Please note that this blog post was first published in 2016 but has been updated in 2020.
It’s no secret that some customers are more profitable than others. But to be profitable over the long-haul, managers must have a clear understanding of how profitability correlates with customer segmentation.
Even if you have a highly-targeted customer demographic in your business, there are still variations between individual customers. Recognising these differences will allow you to tailor your approach to the needs of varying customer segments and allow you to effectively serve a wider group of people. Read on to learn more about why customer segmentation is important.
What is customer segmentation and what are the benefits?
Customer segmentation is the practice of dividing a customer base into groups of individuals that are similar in specific ways. You can provide different value propositions to different customer groups. Customer segments are usually determined on similarities, such as personal characteristics, preferences or behaviours that should correlate with the same behaviours that drive customer profitability.
A customer segmentation model allows for the effective allocation of marketing resources and the maximisation of cross and up-selling opportunities. When a group of customers is sent an email that is specific to their needs, it’s easier for companies to send those customers special offers.
Other benefits of customer segmentation include staying a step ahead of the competition and identifying new products that existing or potential customers could be interested in.
Read more: The new kid on the block – Customer effort score.
How do you measure customer profitability?
Many companies use the 80-20 rule, which can be applied to customer’s gross margins.

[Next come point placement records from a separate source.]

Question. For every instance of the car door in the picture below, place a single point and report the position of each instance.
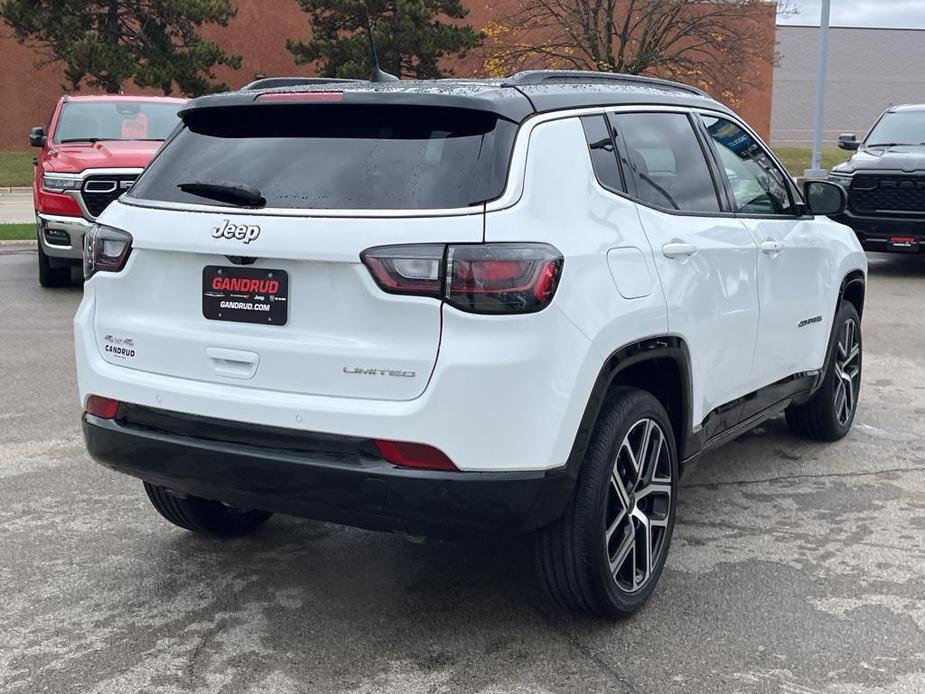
(705, 258)
(793, 262)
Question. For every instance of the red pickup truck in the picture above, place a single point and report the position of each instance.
(92, 151)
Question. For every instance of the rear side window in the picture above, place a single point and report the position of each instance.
(603, 155)
(757, 184)
(667, 161)
(337, 156)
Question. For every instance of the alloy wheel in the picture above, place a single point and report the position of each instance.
(848, 371)
(638, 506)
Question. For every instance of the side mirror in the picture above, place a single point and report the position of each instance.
(37, 137)
(848, 141)
(825, 198)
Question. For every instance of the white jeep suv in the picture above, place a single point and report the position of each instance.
(464, 307)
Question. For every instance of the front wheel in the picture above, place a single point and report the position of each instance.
(829, 414)
(202, 515)
(604, 556)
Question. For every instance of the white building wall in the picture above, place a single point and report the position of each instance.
(869, 71)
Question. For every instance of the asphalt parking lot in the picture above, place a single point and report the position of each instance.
(796, 567)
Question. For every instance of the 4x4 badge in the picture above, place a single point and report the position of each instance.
(241, 232)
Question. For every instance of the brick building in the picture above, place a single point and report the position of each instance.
(259, 33)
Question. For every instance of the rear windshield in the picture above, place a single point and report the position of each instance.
(337, 156)
(116, 120)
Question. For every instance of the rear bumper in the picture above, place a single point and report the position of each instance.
(324, 477)
(878, 233)
(62, 237)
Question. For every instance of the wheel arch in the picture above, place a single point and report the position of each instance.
(853, 289)
(659, 365)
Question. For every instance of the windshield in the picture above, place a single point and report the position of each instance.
(116, 120)
(899, 128)
(348, 157)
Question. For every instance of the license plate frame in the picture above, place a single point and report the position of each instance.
(245, 295)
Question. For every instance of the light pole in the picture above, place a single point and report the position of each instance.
(815, 170)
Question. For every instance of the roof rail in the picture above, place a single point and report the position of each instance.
(275, 82)
(540, 77)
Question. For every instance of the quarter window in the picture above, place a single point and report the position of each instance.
(603, 156)
(758, 186)
(667, 161)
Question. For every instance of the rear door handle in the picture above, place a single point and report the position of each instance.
(771, 247)
(679, 249)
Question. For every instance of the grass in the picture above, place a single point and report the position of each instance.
(16, 168)
(17, 232)
(798, 159)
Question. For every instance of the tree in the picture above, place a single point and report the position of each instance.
(410, 39)
(712, 43)
(107, 43)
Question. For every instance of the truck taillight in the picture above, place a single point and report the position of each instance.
(105, 250)
(493, 278)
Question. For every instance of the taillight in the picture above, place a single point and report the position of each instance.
(105, 250)
(414, 269)
(477, 278)
(502, 277)
(414, 455)
(104, 408)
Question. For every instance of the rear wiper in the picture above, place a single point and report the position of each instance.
(91, 140)
(232, 193)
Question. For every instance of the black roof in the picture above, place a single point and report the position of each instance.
(514, 98)
(274, 82)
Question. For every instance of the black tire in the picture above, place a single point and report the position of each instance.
(573, 556)
(204, 516)
(829, 414)
(52, 276)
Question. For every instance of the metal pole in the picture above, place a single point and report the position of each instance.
(816, 170)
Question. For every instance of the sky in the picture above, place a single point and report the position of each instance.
(902, 14)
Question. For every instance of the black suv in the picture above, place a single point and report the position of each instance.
(885, 180)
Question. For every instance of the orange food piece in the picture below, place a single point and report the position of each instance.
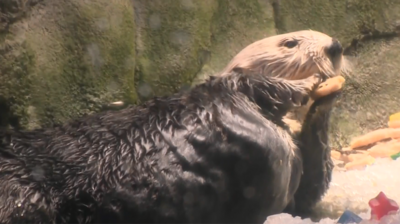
(394, 124)
(375, 136)
(336, 155)
(329, 86)
(385, 149)
(394, 117)
(355, 156)
(361, 163)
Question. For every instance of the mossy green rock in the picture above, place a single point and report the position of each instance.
(63, 59)
(177, 39)
(67, 58)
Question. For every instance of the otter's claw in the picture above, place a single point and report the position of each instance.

This rule suggests that 20% of the customers are responsible for 80% of the profits. However, the 80-20 rule can be detrimental because internal cost is not one size fits all.
It’s natural for companies to use more costs on certain customer segments than others. Fluctuating costs must be taken into consideration, otherwise you could end up spending too much to serve one customer segment over others.
Customer profitability is not that simple; it requires you to track and determine exactly what resources within your company are consumed to serve a particular segment. At a minimum, companies should allocate sales, marketing, and customer service costs to lift customer profitability to a new level of understanding.
These costs will vary significantly between customer segments. Simple changes in the sales commission, invoicing terms, credit and collection costs, pricing, marketing specific cost, back-office cost dedicated to the customer segment, can significantly impact a segment’s profitability.
Today, most modern ERP systems offer accounting features (sub-accounts/dimensions) to track and allocate costs to specific segments. Allocating costs to customer segmentation is just one approach to gaining a better understanding of how your resources are spent across customer segments and how it reflects on customer profitability.
Another approach to understanding the value your customers provide is, “customer lifetime value” (CLV). CLV takes a different approach – customers are valued as assets. CLV recognises that the costs of attracting a customer represent an investment with a future income. Calculating CLV requires an understanding of customer retention rates, purchasing patterns, and costs for each segment, then discounting the values to the present.
Segmentation can be tricky and complex. However, segmenting your customers can provide tremendous returns when compared to ‘one-size-fits-all’ approaches.